Qualified Custodian Requirements

An investment adviser with custody generally must maintain client funds and securities with a qualified custodian (e.g., a bank or broker-dealer), either in a separate account for the client under the client's name or in an account under the adviser's name as agent or trustee for the adviser's clients that contains only client assets. Deficiencies observed by the NEP staff in compliance with the qualified custodian requirements included the following:

  • Client assets were held in the adviser's name, but not in an account under the adviser's name as agent or trustee for clients, or were commingled with other assets.
  • Securities certificates held by an adviser's fund were held in a safe deposit box controlled by the adviser.
  • The investment adviser did not have a reasonable basis, after due inquiry, for believing that a qualified custodian was sending quarterly account statements to clients.
  • In instances where an investment adviser opened a custodial account on behalf of a client and sent account statements to the client, the statements sent by the adviser failed to include a notification urging clients to compare the account statements from the custodian with those from the adviser.

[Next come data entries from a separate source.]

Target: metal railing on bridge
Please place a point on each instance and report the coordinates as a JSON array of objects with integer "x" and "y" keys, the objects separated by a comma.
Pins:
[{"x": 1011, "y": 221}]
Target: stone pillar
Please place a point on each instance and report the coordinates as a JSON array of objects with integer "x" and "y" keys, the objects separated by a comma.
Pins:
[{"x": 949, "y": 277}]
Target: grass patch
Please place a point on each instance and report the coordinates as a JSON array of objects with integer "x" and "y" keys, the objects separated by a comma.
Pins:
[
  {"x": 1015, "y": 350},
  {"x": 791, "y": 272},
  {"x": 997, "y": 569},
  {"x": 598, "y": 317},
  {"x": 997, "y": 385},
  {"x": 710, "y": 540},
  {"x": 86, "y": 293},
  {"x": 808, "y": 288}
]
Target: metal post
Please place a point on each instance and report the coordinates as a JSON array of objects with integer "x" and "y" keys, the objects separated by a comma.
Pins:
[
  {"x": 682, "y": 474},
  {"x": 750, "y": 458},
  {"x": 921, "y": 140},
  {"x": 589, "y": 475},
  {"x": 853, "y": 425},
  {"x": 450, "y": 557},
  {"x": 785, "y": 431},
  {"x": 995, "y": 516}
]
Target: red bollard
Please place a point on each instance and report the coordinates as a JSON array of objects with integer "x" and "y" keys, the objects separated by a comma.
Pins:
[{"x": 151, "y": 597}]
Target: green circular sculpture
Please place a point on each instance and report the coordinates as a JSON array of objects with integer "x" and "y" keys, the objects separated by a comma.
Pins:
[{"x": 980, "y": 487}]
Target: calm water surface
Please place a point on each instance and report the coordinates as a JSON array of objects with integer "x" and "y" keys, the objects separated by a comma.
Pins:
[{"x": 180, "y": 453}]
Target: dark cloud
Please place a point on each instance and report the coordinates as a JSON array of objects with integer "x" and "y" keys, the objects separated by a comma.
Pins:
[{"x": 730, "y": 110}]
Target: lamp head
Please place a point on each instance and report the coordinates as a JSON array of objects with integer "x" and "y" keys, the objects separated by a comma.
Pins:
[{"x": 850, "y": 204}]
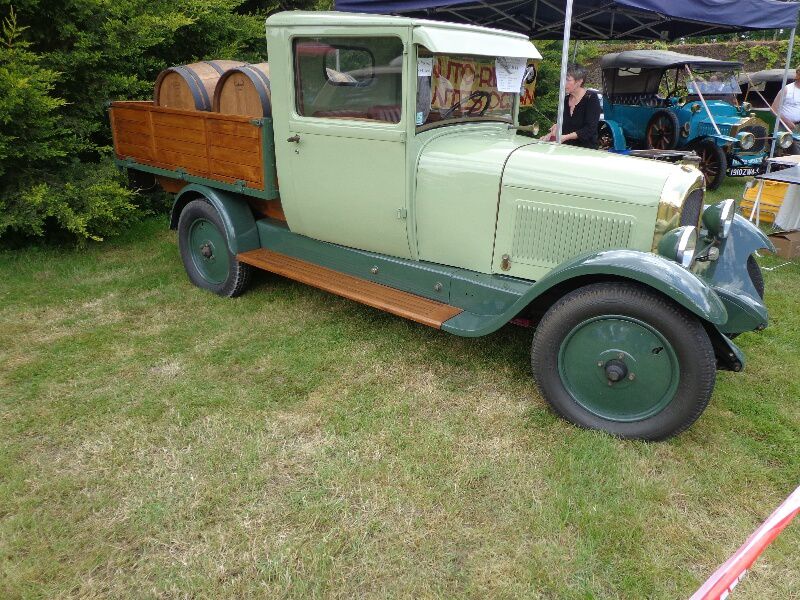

Audit Issues for Pooled Investment Vehicles

A pooled investment vehicle may distribute audited financial statements to investors at least annually instead of complying with the notice and account statement delivery requirements and the surprise examination requirement. The NEP staff observed the following issues with some advisers that relied on the "audit approach" for compliance:

  • The accountant that conducted the financial statement audit was not "independent" under Regulation S-X as required by the custody rule.
  • The audited financial statements were not prepared in accordance with GAAP.
  •  The investment adviser failed to demonstrate that the audited financial statements were distributed to all fund investors.
  • The audited financial statements were not sent to investors within 120 days after the fund's fiscal year end (or 180 days for a fund of funds).
  •  The auditor was not registered with the Public Company Accounting Oversight Board and subject to inspection by such Board.
  • A final audit was not performed on liquidated funds.
  • An investment adviser obtained investor approval to waive the annual financial statement audit of a fund, but then did not comply with the surprise examination requirement.